Immer mehr Unternehmen entdecken die unschlagbar billige Arbeitskraft der Praktikanten. In Europa regt sich dagegen Widerstand. von ralf hutter

Die Prekarisierung der Arbeitsverhältnisse ist bereits seit einiger Zeit Gesprächsthema. Die zu dem Begriff gehörigen Merkmale wie z.B. kurzfristige Anstellungen, geringer Lohn, keine Einzahlung in die Sozialversicherung können heutzutage große Bevölkerungsteile mit den so genannten Ein-Euro-Jobs assoziieren, was letztgenannte zunehmend in Verruf gebracht hat.

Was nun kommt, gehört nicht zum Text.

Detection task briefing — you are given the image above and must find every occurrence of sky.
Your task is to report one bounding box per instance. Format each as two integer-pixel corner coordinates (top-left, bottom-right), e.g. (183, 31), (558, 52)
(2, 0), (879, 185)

Nicht immer zur Sprache kommt beim Thema Prekarisierung allerdings, dass es massenhaft Menschen gibt, die über mehrere Jahre hinweg immer wieder befristete Arbeitsverhältnisse ohne Sozialversicherung eingehen und dafür überhaupt keine Bezahlung bekommen. Das sind vor allem junge Menschen, die sich von Praktikum zu Praktikum hangeln in der Hoffnung, dadurch in ein »reguläres« Lohnarbeitsverhältnis zu kommen. Eine Hoffnung, die auch von ihnen selbst zunichte gemacht wird, indem sie durch ihre permanente hoch qualifizierte Arbeit insgesamt eben diese erwünschten Beschäftigungsverhältnisse zunehmend ersetzen.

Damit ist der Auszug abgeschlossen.